2022/3/24
・神奈川県で行われたリーディング公演をアーカイブ視聴。
・福井県の高校の演劇部員二人が、次作の読み合わせをしながら地元の過去現在と遠い将来のことを考える話。
・高校演劇の作品を大人たちが演じている。
・登場人物は二人。ト書き担当も二人。
・出演者全員の演技の引き出しが多くて華やか。「ちょいちょい」の言い方からおもしろい。
・リーディングにおけるト書き担当者の重要性もわかる。絵と額縁であわせて作品。
・基本的に高校生にしか表現できないことを見せるタイプの作品だと思うけど、本気を出した大人が演じると、それはそれで別の凄みがある。いい意味で大人げがなかった。
・戯曲自体もやはりよくできている。八方ふさがりの原発事業、メタ的な表現や自己反省、ジブリ作品の取り込み方、資料や取材の内容も反映されている。労作。
・「世界を変えてみせる」という若者らしいポジティブなセリフと安易に和解しない二人の関係性が好み。
・最初に正義を通して会社をクビになった親父をバカだと言っておきながら、こういう作品を作るところも覚悟が決まっている。
・ただ、今現在だって、こういう残念な世の中でも、最悪の一歩手前で踏んばろうとする大人たちはいるはず。作中で腐していたデモもそのひとつ。
・勉強は無意味論もありがちで、無自覚な向き不向きは絶対あるから、学校の勉強くらい一通りやっておいたほうがいいし、ダメだったらダメだったで意味はある。
・元の戯曲は福井県の演劇祭で上演されたものの、本作のみ、ケーブルテレビの放送なし、映像は残さない、脚本をすべて回収という気の毒な扱いを受ける(のちに一部緩和)。→詳細
・この処置によって、かえって本演目が全国の注目を集めてしまう。
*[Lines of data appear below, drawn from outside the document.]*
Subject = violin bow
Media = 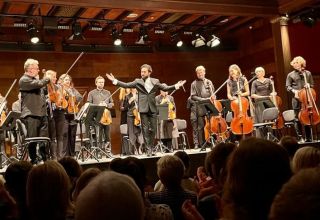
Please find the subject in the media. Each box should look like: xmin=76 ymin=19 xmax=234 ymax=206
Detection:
xmin=65 ymin=52 xmax=84 ymax=76
xmin=0 ymin=79 xmax=17 ymax=113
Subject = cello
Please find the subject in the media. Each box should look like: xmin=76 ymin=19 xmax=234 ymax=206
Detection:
xmin=205 ymin=79 xmax=228 ymax=141
xmin=297 ymin=71 xmax=320 ymax=126
xmin=230 ymin=77 xmax=254 ymax=136
xmin=269 ymin=76 xmax=284 ymax=129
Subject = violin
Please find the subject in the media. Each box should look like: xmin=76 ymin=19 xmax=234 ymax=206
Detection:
xmin=270 ymin=76 xmax=284 ymax=129
xmin=100 ymin=108 xmax=112 ymax=125
xmin=297 ymin=71 xmax=320 ymax=125
xmin=133 ymin=103 xmax=141 ymax=126
xmin=230 ymin=78 xmax=253 ymax=136
xmin=160 ymin=95 xmax=176 ymax=120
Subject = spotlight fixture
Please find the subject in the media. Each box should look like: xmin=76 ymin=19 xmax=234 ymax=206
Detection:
xmin=68 ymin=22 xmax=85 ymax=40
xmin=111 ymin=27 xmax=122 ymax=46
xmin=191 ymin=34 xmax=206 ymax=47
xmin=136 ymin=25 xmax=149 ymax=45
xmin=171 ymin=33 xmax=183 ymax=47
xmin=27 ymin=23 xmax=39 ymax=44
xmin=206 ymin=34 xmax=220 ymax=47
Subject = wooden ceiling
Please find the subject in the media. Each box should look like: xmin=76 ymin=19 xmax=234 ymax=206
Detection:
xmin=0 ymin=0 xmax=318 ymax=51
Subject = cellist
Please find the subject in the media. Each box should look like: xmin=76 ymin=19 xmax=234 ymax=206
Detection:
xmin=286 ymin=56 xmax=313 ymax=142
xmin=190 ymin=65 xmax=216 ymax=148
xmin=87 ymin=76 xmax=114 ymax=153
xmin=251 ymin=67 xmax=275 ymax=138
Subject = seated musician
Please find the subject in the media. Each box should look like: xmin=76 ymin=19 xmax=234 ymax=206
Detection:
xmin=155 ymin=90 xmax=177 ymax=152
xmin=286 ymin=56 xmax=314 ymax=142
xmin=251 ymin=67 xmax=275 ymax=138
xmin=124 ymin=88 xmax=144 ymax=155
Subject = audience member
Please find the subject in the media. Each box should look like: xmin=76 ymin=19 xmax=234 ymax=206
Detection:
xmin=222 ymin=137 xmax=291 ymax=220
xmin=291 ymin=146 xmax=320 ymax=173
xmin=146 ymin=155 xmax=197 ymax=220
xmin=279 ymin=135 xmax=299 ymax=161
xmin=269 ymin=167 xmax=320 ymax=220
xmin=4 ymin=161 xmax=33 ymax=220
xmin=26 ymin=160 xmax=74 ymax=220
xmin=75 ymin=171 xmax=144 ymax=220
xmin=0 ymin=180 xmax=18 ymax=220
xmin=72 ymin=168 xmax=101 ymax=202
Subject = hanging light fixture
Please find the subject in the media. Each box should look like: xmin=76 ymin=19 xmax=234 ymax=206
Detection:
xmin=207 ymin=34 xmax=220 ymax=47
xmin=171 ymin=33 xmax=183 ymax=47
xmin=68 ymin=22 xmax=85 ymax=40
xmin=191 ymin=33 xmax=206 ymax=47
xmin=136 ymin=25 xmax=149 ymax=45
xmin=111 ymin=27 xmax=122 ymax=46
xmin=27 ymin=23 xmax=39 ymax=44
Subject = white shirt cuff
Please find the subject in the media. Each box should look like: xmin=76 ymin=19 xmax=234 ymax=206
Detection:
xmin=113 ymin=79 xmax=118 ymax=85
xmin=175 ymin=84 xmax=179 ymax=90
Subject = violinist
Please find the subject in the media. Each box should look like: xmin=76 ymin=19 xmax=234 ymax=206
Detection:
xmin=251 ymin=67 xmax=275 ymax=138
xmin=190 ymin=65 xmax=215 ymax=148
xmin=12 ymin=92 xmax=21 ymax=112
xmin=59 ymin=73 xmax=83 ymax=157
xmin=155 ymin=90 xmax=177 ymax=152
xmin=106 ymin=64 xmax=186 ymax=157
xmin=45 ymin=70 xmax=66 ymax=160
xmin=123 ymin=88 xmax=143 ymax=155
xmin=286 ymin=56 xmax=313 ymax=142
xmin=119 ymin=88 xmax=131 ymax=125
xmin=87 ymin=76 xmax=114 ymax=153
xmin=19 ymin=58 xmax=51 ymax=164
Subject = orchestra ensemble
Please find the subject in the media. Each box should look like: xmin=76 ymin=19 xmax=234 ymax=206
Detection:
xmin=0 ymin=55 xmax=318 ymax=164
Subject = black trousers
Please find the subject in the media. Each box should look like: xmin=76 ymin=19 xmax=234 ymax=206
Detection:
xmin=292 ymin=98 xmax=311 ymax=140
xmin=50 ymin=109 xmax=66 ymax=159
xmin=140 ymin=111 xmax=157 ymax=152
xmin=63 ymin=114 xmax=77 ymax=157
xmin=22 ymin=116 xmax=48 ymax=163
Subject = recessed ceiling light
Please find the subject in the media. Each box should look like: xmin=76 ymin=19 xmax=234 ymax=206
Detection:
xmin=127 ymin=13 xmax=138 ymax=18
xmin=219 ymin=18 xmax=229 ymax=24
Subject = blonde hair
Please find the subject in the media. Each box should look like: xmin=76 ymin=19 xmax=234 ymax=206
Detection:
xmin=45 ymin=70 xmax=56 ymax=77
xmin=195 ymin=65 xmax=206 ymax=72
xmin=290 ymin=56 xmax=306 ymax=68
xmin=229 ymin=64 xmax=242 ymax=76
xmin=24 ymin=58 xmax=39 ymax=71
xmin=292 ymin=146 xmax=320 ymax=173
xmin=95 ymin=75 xmax=105 ymax=84
xmin=255 ymin=67 xmax=265 ymax=74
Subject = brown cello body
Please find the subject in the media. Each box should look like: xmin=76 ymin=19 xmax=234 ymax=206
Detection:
xmin=210 ymin=100 xmax=228 ymax=136
xmin=272 ymin=96 xmax=285 ymax=129
xmin=298 ymin=88 xmax=320 ymax=125
xmin=230 ymin=97 xmax=254 ymax=135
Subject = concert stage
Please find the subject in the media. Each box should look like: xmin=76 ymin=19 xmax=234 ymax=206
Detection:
xmin=0 ymin=149 xmax=208 ymax=184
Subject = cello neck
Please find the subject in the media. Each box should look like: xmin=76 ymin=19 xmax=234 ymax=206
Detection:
xmin=236 ymin=78 xmax=243 ymax=113
xmin=270 ymin=77 xmax=278 ymax=109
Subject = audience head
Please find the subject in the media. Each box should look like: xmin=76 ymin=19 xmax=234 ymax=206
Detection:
xmin=223 ymin=137 xmax=291 ymax=220
xmin=109 ymin=157 xmax=123 ymax=171
xmin=157 ymin=155 xmax=184 ymax=189
xmin=174 ymin=151 xmax=191 ymax=175
xmin=292 ymin=146 xmax=320 ymax=173
xmin=26 ymin=161 xmax=73 ymax=220
xmin=279 ymin=135 xmax=299 ymax=159
xmin=269 ymin=167 xmax=320 ymax=220
xmin=205 ymin=142 xmax=236 ymax=186
xmin=4 ymin=161 xmax=32 ymax=202
xmin=72 ymin=168 xmax=101 ymax=202
xmin=75 ymin=171 xmax=144 ymax=220
xmin=58 ymin=156 xmax=82 ymax=192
いったい主催者は何をやっているんだろう。
・きっと高校生が上演した作品のほうも、責任ある大人たちが判断を誤る程度に、芯をとらえていたんだと思う。
・今回の騒動は、責任や原因を追求するのも大事だけど、あんまり部外者が騒ぎすぎると当事者である生徒不在で話が進んでしまう。
・それでもこういう形なら、十分とは言えなくても、大人の都合でイヤな思いをした生徒たちに対して、当事者ならぬ別の大人たちでもフォローできるというか、少しでもできていたらいいなと願う。